Feminist movements have campaigned and continue to campaign for women's rights, including the right to vote, to hold public office, to work, to earn fair wages or equal pay, to own property, to receive education, to enter contracts, to have equal rights within marriage, and to have maternity leave. Feminists have also worked to ensure access to legal abortions and social integration, and to protect women and girls from rape, sexual harassment, and domestic violence. Changes in dress and acceptable physical activity have often been part of feminist movements.
Some scholars consider feminist campaigns to be a main force behind major historical societal changes for women's rights, particularly in the West, where they are near-universally credited with achieving women's suffrage, gender neutrality in English, reproductive rights for women (including access to contraceptives and abortion), and the right to enter into contracts and own property. Although feminist advocacy is, and has been, mainly focused on women's rights, some feminists, including bell hooks, argue for the inclusion of men's liberation within its aims because they believe that men are also harmed by traditional gender roles. Feminist theory, which emerged from feminist movements, aims to understand the nature of gender inequality by examining women's social roles and lived experience; it has developed theories in a variety of disciplines in order to respond to issues concerning gender.

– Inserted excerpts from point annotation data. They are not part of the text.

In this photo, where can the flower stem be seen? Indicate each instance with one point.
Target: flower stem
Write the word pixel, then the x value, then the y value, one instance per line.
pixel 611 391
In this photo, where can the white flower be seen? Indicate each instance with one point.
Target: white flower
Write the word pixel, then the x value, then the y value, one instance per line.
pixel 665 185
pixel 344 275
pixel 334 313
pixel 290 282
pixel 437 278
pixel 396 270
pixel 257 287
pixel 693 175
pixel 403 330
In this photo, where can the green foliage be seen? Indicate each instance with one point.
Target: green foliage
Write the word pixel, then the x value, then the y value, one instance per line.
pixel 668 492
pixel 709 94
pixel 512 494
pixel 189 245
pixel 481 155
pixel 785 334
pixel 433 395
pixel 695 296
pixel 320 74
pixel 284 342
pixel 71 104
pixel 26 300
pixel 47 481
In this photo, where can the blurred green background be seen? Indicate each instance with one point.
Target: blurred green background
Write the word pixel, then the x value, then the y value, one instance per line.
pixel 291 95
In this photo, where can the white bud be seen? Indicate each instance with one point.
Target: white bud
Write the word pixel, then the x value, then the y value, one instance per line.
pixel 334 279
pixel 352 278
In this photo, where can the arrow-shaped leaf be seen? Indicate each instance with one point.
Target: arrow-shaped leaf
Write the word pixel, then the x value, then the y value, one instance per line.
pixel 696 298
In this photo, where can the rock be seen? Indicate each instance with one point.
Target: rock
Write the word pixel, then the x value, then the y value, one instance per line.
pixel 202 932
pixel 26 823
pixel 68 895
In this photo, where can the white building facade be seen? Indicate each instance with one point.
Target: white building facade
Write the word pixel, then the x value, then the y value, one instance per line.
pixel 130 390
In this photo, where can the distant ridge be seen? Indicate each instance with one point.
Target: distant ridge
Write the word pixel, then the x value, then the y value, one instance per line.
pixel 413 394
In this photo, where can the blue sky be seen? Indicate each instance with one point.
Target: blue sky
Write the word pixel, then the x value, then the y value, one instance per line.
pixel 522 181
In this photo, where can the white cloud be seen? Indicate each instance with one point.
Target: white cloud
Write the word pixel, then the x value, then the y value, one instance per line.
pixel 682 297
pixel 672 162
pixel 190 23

Numerous feminist movements and ideologies have developed over the years and represent different viewpoints and aims. Some forms of feminism have been criticized for taking into account only white, middle class, and college-educated perspectives. This criticism led to the creation of ethnically specific or multicultural forms of feminism, including black feminism and intersectional feminism.
Modern feminism challenges the essentialist view of gender as biologically intrinsic. For example, Anne Fausto-Sterling's book, Myths of Gender, explores the assumptions embodied in scientific research that support a biologically essentialist view of gender. In Delusions of Gender, Cordelia Fine disputes scientific evidence that suggests that there is an innate biological difference between men's and women's minds, asserting instead that cultural and societal beliefs are the reason for differences between individuals that are commonly perceived as sex differences.